The M1 model is useful for measuring CAC globally and parsimoniously, which is valuable when one wants to measure the most representative latent trait behind the existence of these capabilities in organizations, without delving into specific subtopics that compose them. The M2A Model is useful when the organization wants to explore in more depth the dimensions that constitute them and into the specific ways to materialize them. The interpretation of the tridimensional model is further elaborated below.
The M2A model suggests that CACs in organizations have three underlying dimensions (factors):
Factor 1 (F1): Customer maintenance analytics capability. This is manifested through the practices of evaluating the customer experience across all touchpoints through data analysis, assessing the performance of loyalty strategies derived from data analysis, and designing cross-selling strategies based on customer consumption patterns. These manifestations can be interpreted as a set of routines that occur after the sale, when the customer has already established a commercial relationship with the organization and it aims to evaluate their purchasing experience, retain them for future returns, and attempt to sell complementary products or services to those already acquired. This front aims to generate outcomes that the customer will eventually perceive directly.
Factor 2 (F2): Customer acquisition analytics capability. This is manifested through practices of evaluating different marketing mixes considering customer data, monitoring the impact of marketing campaigns based on data, evaluating the performance of new products or services in the market, reconfiguring the value offer based on customer data analysis results and defining commercial strategies derived from customer-related data analysis. These manifestations can be interpreted as a set of routines that the organization develops prior to the sale, when it is attempting to capture customers with new value offers, new commercial strategies, campaigns with appropriate mixes of pricing, promotions, placements, and products.

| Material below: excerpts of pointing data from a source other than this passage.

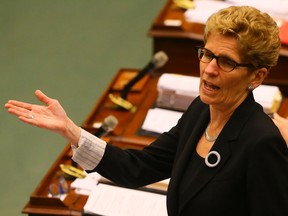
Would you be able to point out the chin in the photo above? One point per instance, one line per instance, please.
(205, 99)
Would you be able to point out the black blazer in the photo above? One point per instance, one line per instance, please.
(251, 178)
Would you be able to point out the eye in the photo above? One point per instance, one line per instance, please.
(225, 62)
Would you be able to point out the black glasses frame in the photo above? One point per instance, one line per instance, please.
(201, 51)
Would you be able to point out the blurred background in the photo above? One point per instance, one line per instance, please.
(70, 49)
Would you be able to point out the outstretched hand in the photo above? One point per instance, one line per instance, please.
(50, 116)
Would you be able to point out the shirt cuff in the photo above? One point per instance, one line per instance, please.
(89, 152)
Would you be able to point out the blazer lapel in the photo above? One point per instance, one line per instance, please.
(222, 145)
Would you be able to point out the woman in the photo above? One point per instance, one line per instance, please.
(282, 124)
(225, 156)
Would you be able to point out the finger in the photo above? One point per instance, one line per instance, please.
(42, 97)
(19, 104)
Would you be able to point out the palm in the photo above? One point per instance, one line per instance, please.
(50, 116)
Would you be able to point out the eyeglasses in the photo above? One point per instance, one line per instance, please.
(224, 63)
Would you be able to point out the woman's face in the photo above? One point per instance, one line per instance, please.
(223, 90)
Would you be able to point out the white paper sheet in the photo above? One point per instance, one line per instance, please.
(160, 120)
(111, 200)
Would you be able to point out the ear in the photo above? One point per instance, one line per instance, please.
(258, 77)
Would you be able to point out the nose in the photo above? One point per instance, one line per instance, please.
(212, 67)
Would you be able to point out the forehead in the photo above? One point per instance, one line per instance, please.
(224, 45)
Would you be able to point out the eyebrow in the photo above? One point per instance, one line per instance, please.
(223, 56)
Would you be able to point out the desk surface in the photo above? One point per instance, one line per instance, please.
(125, 135)
(178, 43)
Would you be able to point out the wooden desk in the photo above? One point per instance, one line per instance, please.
(125, 135)
(179, 41)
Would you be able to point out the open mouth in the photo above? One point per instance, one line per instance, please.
(210, 86)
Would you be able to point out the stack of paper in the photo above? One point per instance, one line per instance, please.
(205, 8)
(111, 200)
(177, 91)
(160, 120)
(269, 97)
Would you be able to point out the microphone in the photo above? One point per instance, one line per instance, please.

Factor 3 (F3): Customer economic evaluation analytics capability. This is manifested through the identification of the organization’s best customers based on commercial transactions and through the evaluation of customer retention levels through data analysis. These manifestations can be interpreted as the organizational routines conducted to measure the economic contribution of customers and their value to the organization. Unlike the first front, this one does not seek to generate results that can be perceived directly by customers, but rather by the organization, in order to adjust its strategy in pursuit of profitability.

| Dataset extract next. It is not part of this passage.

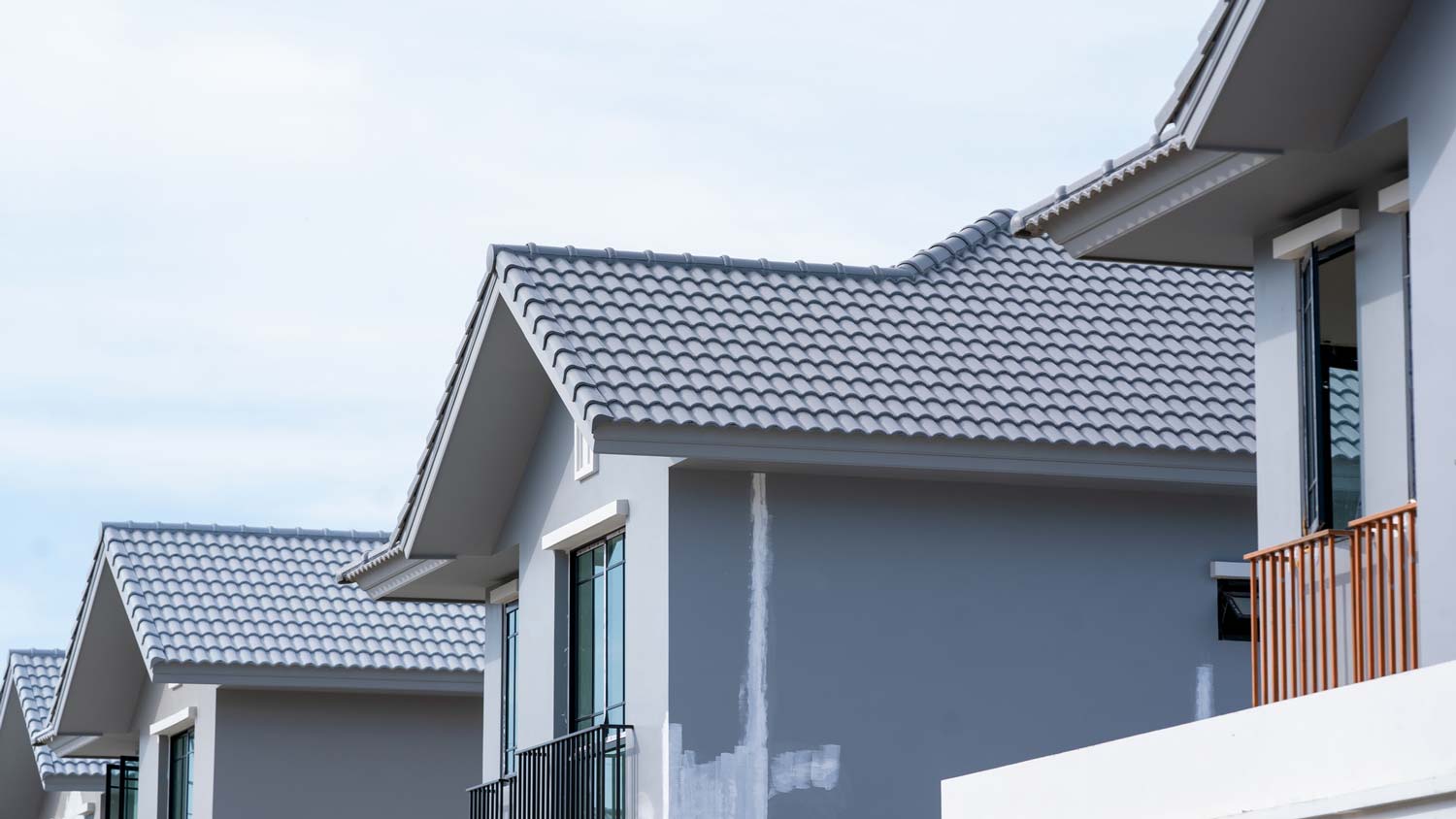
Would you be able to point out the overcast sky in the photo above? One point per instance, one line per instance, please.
(239, 241)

Next, confirmatory factor analysis is conducted on the models, incorporating control variables to verify the equity of the scale. In this case, three control factors are considered: the position of the person answering the survey; the area to which the person answering the survey belongs (marketing or analytics); and infrastructure for analytics. The variable “position” has three response levels: marketing/analytics analyst; marketing/analytics head or coordinator; and marketing/analytics director or manager. The variable “area” has two levels of response: marketing; and analytics. The variable “infrastructure for analytics” is a binary variable that summarizes the rating given by the respondents on the level of maturity that the organization has for carrying out analytics activities at the level of human effort (manual, semi-automatic, and automatic), tools used (spreadsheet, licensed software and free software), processing capacity (individual computer, computer network and cloud), and analysis methods used (statistical description, association between pairs of variables, association between more than two variables or multivariate).

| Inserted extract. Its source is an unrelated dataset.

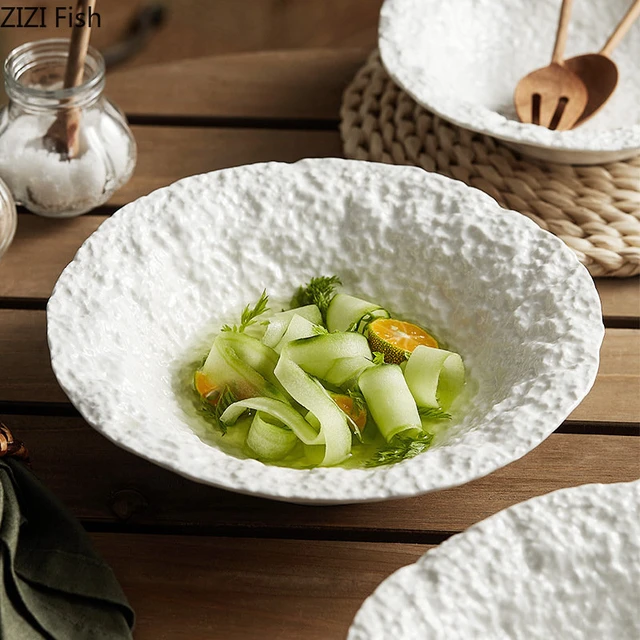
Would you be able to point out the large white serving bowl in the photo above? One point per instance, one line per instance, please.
(149, 288)
(564, 565)
(462, 59)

Tables 13 and 14 present the confidence intervals based on bootstrapping (resampling technique) with 2000 replications with the aforementioned control variables, to verify the equity of the scales.
The absence of significance among the control variables for any of the factors, in both scales, as depicted in Tables 13 and 14, implies that organizational factors are not prioritized by the scales. In other words, the proposed measurement models for CAC enable robust scores of CAC to be generated regardless of (a) factors such as the area or position of the individuals responding to the instrument, and (b) the maturity levels of the analytical infrastructure available to the organization of the respondent.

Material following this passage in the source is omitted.